Acupuncture advocates that all illnesses have roots in an imbalance in the body’s energy called ch’i. Inserting needles strategically into specific body points that correspond with acupuncture points was the course of treatment followed by many. 

7. EST Therapy 

This might resonate with you if you have ever felt relieved after cussing or abusing. In the 1970s, all the people were hooked onto Erhard Seminars Training, developed by Warner Erhard. The therapy entailed asking someone to verbally abuse you when you are feeling low. Theoretically, you feel better after someone degrades you.

Initially, these sessions took place in small apartments, but they were also held at expensive hotels once they became popular. 

8. Glass Eating 

If you thought the Afros and EST Therapy were the craziest trends of the 1970s, you would be shocked upon hearing about the glass eating trend. Yes, you read it right! Tim Rossovich could not resist the glass around him. He gained extensive popularity by eating beer mugs and even light bulbs!

Once he received media attention, his fame spread like wildlife. Marketing agencies called him for doing stunts everywhere. However, as a sophomore at Harvard University, many students started following Rossovich’s suite, and it became deadly. Therefore, the university authorities put a stop to it altogether. 

9. Pet Rock 

Pet Rock

It was as if the 1970s was fraught with crazy trends that one could never wrap their heads around. Gary Dahl joked about how he would love a perfect pet that does not need to be potty trained or tamed. During brainstorming, Dahl came up with an ideal pet, a rock! 

As it turns out, he was not joking. After two weeks of this discussion with his friends, he penned down the Pet Rock Training Manual in Newsweek. The idea got viral within days, and people were gifting each other rocks and buying them as pets. Dahl made an appearance on the TV and became a millionaire in the nick of time! 

10. Leisure Suits

Leisure Suits

Another one of the funkiest fads of the 1970s is the popularity of leisure suits. If you meet someone from the 70s, you might be able to dig in a leisure suit in their past belongings. Movies like Charlie’s Angels and Saturday Night Fever contributed nonetheless in making these suits a hit among the masses. 

Characterized by dazzling colors, winged collars, and wide pocket pants, these suits were the most popular thing during that time. Even the bands like Bay City Rollers rocked these leisure suits, and then these were found to be everywhere. 

11. Mood Rings 

Mood Rings

Pitched as an idea to the public by Marvin Wernick in the late 1960s, mood rings became a popular fad in the 1970s. Thanks to Joshua Reynolds, who promoted this idea even though he did not quite believe that a ring crystal could foretell people’s moods. 

Mood rings became an instant hit in public in 1975. The crystals would warm up by the wearer’s body heat and cause the face of the ring to change colors. It was a million-dollar product that Reynolds cashed during the 1970s. 
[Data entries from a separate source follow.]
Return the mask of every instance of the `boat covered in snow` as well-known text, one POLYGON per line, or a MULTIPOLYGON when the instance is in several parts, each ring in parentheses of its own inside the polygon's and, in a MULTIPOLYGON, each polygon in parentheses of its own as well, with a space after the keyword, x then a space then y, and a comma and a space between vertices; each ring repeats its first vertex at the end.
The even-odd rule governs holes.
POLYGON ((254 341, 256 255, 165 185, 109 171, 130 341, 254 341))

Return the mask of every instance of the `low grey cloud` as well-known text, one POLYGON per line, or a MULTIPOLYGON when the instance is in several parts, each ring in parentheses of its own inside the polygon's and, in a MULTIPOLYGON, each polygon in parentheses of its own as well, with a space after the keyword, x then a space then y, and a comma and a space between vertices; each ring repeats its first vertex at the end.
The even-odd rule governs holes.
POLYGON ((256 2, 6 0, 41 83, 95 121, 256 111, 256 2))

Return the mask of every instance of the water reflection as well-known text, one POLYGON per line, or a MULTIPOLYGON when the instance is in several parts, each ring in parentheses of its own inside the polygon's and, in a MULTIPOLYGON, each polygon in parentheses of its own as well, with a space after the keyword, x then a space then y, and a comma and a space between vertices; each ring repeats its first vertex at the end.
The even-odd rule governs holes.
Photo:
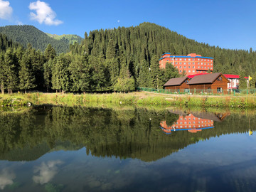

The 1970s – An Era of Fashion 

Undoubtedly, the 1970s was an era of bold fashion statements reflected via bell-bottoms, leisure suits, and roller skates. People had been in a transition mode, fighting off several obsolete social pressures and amending national laws. The era witnessed a wave of crazy fads that symbolized setting people free from social constraints. From glass eating to mood rings, people were emancipating freedom of choice and living life as they liked.